As long ago as about 400AD St Ninian began the first large-scale Christian mission to Scotland from Whithorn in the far south-west, converting many Pictish people to the new faith, long before Scot-land was a single country. 

The great heroic figure of the early story is St Columba, the Irish prince-in-exile who crossed to the island of Iona off the west coast of Scotland later in the sixth century. He established a community of monks who spread the Gospel far and wide through Scotland and the north of England. 

The Middle Ages 

In the centuries that followed, as Scotland began to find its identity as a nation, and hundreds of years of tension with her English neighbours to the South unfolded, the Church adopted the Roman - not Celtic - practices of work and worship. Saintly figures like Queen Margaret encouraged and supported its work and influence, and the papacy allowed Scot-land to be independent of England for church purposes. 

Reformation 

The Reformation in Scotland came to its head in the 1560s, and was modelled on John Calvin's Geneva. His pupil John Knox is famous for head-to-head debates with Mary, Queen of Scots, the Catholic Queen who returned from France and tried to remain loyal to the Roman system. 

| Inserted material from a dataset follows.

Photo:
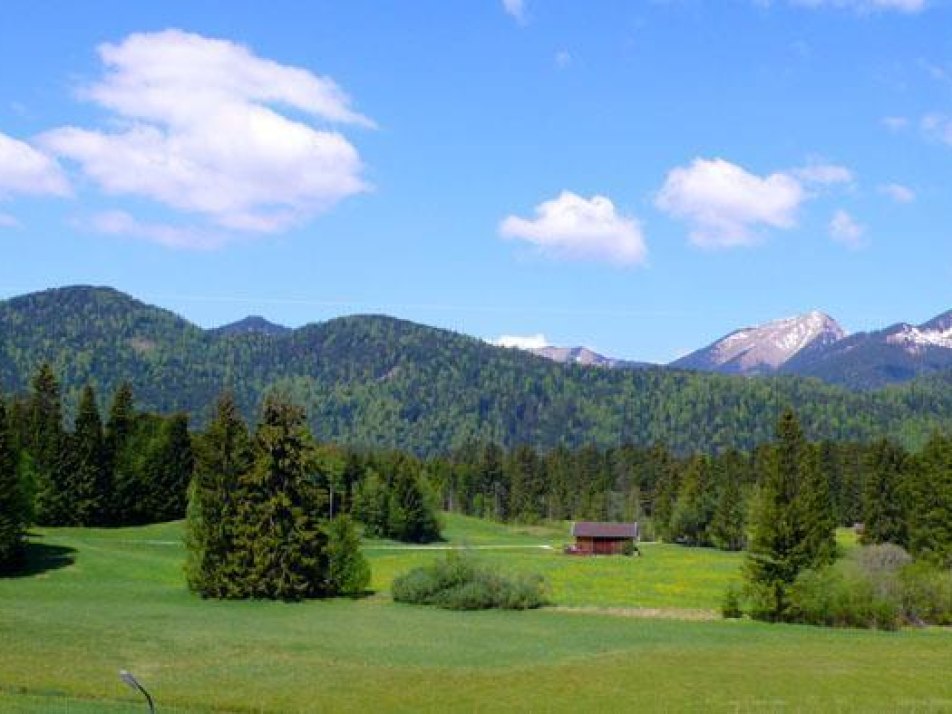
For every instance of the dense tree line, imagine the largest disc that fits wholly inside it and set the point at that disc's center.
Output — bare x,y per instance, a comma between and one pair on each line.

By the end of the 16th century, the Protestant Church of Scotland had developed into a Presbyterian Church, with a system of courts (today General Assembly, presbytery and Kirk Session), and a strong tradition of preaching and Scriptural emphasis. 

Covenanters 

Anyone reading Scottish history comes to realise what a key player the Church of Scotland has been since it was reformed in the 16th century. It was not all plain sailing from then on, however, especially after the crowns of Scotland and England were united in 1603. Attempts by Charles I and Charles II to control the Kirk (to use the Scots term) met with protest, including the signing of the National Covenant at Greyfriars Church in Edinburgh in 1638.

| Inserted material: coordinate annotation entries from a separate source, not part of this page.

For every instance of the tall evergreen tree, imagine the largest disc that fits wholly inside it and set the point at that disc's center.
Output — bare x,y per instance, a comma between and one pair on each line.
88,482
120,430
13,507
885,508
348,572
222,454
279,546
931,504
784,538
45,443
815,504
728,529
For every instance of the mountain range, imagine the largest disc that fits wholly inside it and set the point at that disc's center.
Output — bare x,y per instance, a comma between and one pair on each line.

The story of the Covenanters is the story of a bitter struggle for civil and religious freedom in Scotland. They were willing to sacrifice their property, their careers, and even their lives for the sake of the gospel in Scotland. These Covenanters continued to proclaim the faith, even holding open-air services. 

National Church 

The succession of William and Mary to the throne in 1688 changed the situation, and the Revolution Settlement of 1690 finally established the reformed, presbyterian Church as the national Church of Scotland. The monarch even today has a special relationship with the Church of Scotland and renews that every year with a representative of the monarch attending the General Assembly. 

Disruption and reunion 

Controversy and division were common in the Church between 1750 and 1850, when there was considerable concern about the Church's relations with the State, particularly over intervention in the appointment of ministers. The largest division was the Disruption of 1843 - a major split which saw about one third of the Kirk break away to form what came to be the Free Kirk. 

The next 90 years were spent removing the causes of division, and reuniting several churches, all of them Presbyterian, so that today the Church of Scotland is the largest Protestant church in the country, with a number of small churches alongside it, representing those who chose not to find their way into the union process. 

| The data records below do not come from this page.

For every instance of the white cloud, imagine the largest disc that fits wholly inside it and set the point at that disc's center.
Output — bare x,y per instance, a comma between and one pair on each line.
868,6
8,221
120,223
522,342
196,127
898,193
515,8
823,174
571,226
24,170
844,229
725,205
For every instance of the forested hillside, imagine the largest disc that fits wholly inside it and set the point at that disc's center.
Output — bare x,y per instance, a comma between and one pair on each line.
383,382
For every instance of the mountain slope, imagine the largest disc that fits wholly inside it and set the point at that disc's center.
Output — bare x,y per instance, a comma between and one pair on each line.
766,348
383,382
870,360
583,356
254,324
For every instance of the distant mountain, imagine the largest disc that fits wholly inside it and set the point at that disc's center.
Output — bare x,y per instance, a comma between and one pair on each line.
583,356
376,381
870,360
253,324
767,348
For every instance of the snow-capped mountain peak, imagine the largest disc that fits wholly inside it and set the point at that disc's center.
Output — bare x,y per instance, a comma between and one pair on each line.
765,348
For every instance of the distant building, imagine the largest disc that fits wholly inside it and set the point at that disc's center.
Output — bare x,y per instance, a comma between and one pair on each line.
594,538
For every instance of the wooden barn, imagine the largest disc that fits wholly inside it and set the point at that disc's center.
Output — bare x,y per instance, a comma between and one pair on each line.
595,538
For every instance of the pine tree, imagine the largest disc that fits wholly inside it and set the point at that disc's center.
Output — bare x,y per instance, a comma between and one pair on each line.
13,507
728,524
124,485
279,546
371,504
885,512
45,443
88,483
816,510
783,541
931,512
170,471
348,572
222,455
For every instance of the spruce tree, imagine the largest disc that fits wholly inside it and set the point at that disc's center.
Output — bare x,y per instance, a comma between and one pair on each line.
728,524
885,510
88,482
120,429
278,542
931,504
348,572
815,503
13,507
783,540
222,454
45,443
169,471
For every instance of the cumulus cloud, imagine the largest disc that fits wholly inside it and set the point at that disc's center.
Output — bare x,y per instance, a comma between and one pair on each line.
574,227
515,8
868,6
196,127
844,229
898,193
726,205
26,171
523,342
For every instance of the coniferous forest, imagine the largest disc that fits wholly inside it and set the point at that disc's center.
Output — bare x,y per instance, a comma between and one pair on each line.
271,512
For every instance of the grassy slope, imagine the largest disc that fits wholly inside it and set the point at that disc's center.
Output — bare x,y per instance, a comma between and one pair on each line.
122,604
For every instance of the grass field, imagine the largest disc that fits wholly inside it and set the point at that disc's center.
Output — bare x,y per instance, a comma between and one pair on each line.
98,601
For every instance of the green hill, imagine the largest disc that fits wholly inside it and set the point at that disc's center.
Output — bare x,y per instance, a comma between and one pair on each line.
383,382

The Church of Scotland today! 

That process of re-union gave the Church of Scotland an opportunity to resolve once and for all how it wanted to govern itself and how it wanted to relate to the state. Little remains of the Church's previous establishment, but she retains a strong sense of a national responsibility to bring Christ's Gospel to the whole of Scotland. She is free, therefore, from civil interference in spiritual matters. In a millennium and a half, the Church has been at different times a tiny, radical outside force, a revolutionary movement, a strand of government and a partner in civil society. It has been supportive and critical, protective and destructive, peacemaker and warrior. 

Today the Church of Scotland lives in the creative tension of serving a nation, offering the ordinances of religion and also providing a prophetic Gospel voice through parish ministry and national engagement of many kinds.